The three properties of a cryptographic hash function

SHA-256 earns its place in tamper detection because of three properties.

The three core properties of a cryptographic hash function — together they guarantee that tampering is always detected.

To put it plainly:

One-wayness — knowing SHA-256(data) tells you nothing about data itself. You can publish the hash without exposing the original.
Collision resistance — finding two different inputs that produce the same hash is not realistically possible. You can't attach a genuine fingerprint to a forged document.
Avalanche effect — flip a single input bit and more than half of the output bits change. It's not "a small edit produces a slightly different hash" — it produces a completely different hash.

Security note

Collision resistance and the avalanche effect together give you this guarantee: "If data changes, the hash changes. If the hash is the same, the data is the same." That guarantee is the pillar on which the Merkle tree (Ch. 20) stands — a single 32-byte root hash can certify that millions of log records have not changed by even one character.

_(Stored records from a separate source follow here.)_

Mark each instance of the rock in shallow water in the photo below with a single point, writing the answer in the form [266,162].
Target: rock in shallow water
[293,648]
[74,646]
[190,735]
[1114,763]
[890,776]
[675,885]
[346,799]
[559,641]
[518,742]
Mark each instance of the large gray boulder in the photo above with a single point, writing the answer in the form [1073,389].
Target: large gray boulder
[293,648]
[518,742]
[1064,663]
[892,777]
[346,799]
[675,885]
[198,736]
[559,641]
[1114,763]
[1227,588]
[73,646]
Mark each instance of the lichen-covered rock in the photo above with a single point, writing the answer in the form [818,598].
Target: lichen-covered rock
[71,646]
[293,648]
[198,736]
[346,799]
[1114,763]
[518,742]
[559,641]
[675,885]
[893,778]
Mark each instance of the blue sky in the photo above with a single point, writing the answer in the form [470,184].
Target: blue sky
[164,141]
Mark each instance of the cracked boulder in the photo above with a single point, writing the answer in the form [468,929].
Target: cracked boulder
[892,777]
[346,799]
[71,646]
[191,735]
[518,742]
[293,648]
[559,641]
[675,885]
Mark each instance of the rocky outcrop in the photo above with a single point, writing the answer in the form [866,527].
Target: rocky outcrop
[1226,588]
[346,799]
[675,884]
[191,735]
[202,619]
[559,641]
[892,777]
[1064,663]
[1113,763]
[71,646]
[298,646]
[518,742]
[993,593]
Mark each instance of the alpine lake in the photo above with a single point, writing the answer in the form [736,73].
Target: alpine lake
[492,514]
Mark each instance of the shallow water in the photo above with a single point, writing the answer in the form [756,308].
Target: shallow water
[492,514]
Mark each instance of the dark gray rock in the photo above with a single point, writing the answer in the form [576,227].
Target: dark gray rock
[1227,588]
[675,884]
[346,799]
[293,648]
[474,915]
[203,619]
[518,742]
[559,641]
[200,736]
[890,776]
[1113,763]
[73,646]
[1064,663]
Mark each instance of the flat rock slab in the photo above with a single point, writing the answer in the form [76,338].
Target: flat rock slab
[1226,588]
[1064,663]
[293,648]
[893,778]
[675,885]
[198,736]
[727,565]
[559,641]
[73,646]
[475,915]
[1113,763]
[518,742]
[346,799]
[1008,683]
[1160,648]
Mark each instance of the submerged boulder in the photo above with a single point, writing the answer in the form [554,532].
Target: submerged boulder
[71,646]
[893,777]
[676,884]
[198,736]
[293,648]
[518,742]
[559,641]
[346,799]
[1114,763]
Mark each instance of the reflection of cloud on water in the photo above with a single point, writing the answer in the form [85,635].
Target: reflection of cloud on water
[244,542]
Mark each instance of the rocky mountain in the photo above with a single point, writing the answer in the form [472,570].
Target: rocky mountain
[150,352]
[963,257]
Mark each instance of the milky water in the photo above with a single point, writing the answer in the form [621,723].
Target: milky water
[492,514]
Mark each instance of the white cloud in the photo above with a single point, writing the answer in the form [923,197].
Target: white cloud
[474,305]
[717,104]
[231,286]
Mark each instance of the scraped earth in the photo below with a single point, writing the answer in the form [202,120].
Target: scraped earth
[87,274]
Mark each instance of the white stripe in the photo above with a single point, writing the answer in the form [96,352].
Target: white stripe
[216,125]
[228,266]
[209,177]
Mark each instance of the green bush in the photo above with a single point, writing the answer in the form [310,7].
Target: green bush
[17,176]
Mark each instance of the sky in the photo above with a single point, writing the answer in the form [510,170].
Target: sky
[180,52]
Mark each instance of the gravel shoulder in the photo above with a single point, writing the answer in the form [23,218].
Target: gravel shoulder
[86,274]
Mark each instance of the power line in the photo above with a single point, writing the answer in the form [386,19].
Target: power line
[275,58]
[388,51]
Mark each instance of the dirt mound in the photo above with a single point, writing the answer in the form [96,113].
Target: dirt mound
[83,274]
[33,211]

How SHA-256 is used in Quipu-Log

The source is refreshingly concise. There is a two-line public function in crypto.rs:

crates/quipu-core/src/crypto.rspub fn sha256_hex(data: &[u8]) -> String {
    hex(&Sha256::digest(data))
}

// sha2 crate's Sha256::digest computes the 32-byte hash in one call,
// and hex() converts it to a lowercase hexadecimal string.

On the Merkle tree side, the code works directly with the [u8; 32] array type (Hash). That's twice as storage-efficient as a hex string:

crates/quipu-core/src/merkle.rs/// SHA-256(0x00 || record) — leaf hash
pub fn leaf_hash(record: &[u8]) -> Hash {
    let mut h = Sha256::new();
    h.update([LEAF_PREFIX]);  // 0x00: marks this as a leaf
    h.update(record);
    h.finalize().into()
}

The LEAF_PREFIX = 0x00 prepended here is interesting. Ch. 20 covers this in depth, but a quick preview: if you hash leaves and interior nodes with the same function and no prefix, a "second-preimage confusion attack" becomes possible — the concatenation of two leaf hashes could accidentally equal an interior node hash. Different prefixes eliminate that ambiguity entirely. This is one of the core rules of RFC 6962.

DB ↔ Filesystem

In a DB, page checksums use CRC32 (or FNV) — the goal is detecting disk errors and torn pages, with no consideration for an attacker forging the checksum. In Quipu-Log, the threat to an audit log is a malicious insider, so the chain of record content → Merkle tree → SHA-256 is necessary. Checksum for error detection = CRC; checksum for tamper detection = cryptographic hash.

SHA-256 performance characteristics

You might worry: "Isn't cryptographic hashing slow?" Modern CPUs have built-in hardware acceleration for SHA-256 (SHA-NI on x86, Crypto Extensions on ARMv8), processing hundreds to thousands of MB per second. Hashing a single audit record (a few kilobytes) takes well under a microsecond. The actual performance bottleneck in Quipu-Log is fsync (Ch. 11, durability), not the hash.

Recap

CRC32 is an accidental-error detection tool. It cannot stop intentional tampering.
SHA-256 is a cryptographic hash — one-way, collision-resistant, avalanche. It detects deliberate tampering too.
In Quipu-Log, sha256_hex() is used across field protection (Ch. 24) and the Merkle tree (Ch. 20).
Prepending 0x00 to leaf hashes is an RFC 6962 rule that prevents second-preimage confusion attacks.

Check yourself

① Both CRC32 and SHA-256 are checksums — so why does Quipu-Log use CRC32 in record frames (Ch. 9) and SHA-256 in the Merkle tree (Ch. 20) separately? Explain the difference in purpose.
② If the avalanche effect didn't exist (changing 1 input bit changed only 1 output bit), why would the "32-byte root certifies the whole log" claim of the Merkle tree break down?
③ Explain in your own words why leaf_hash prepends 0x00 to the data.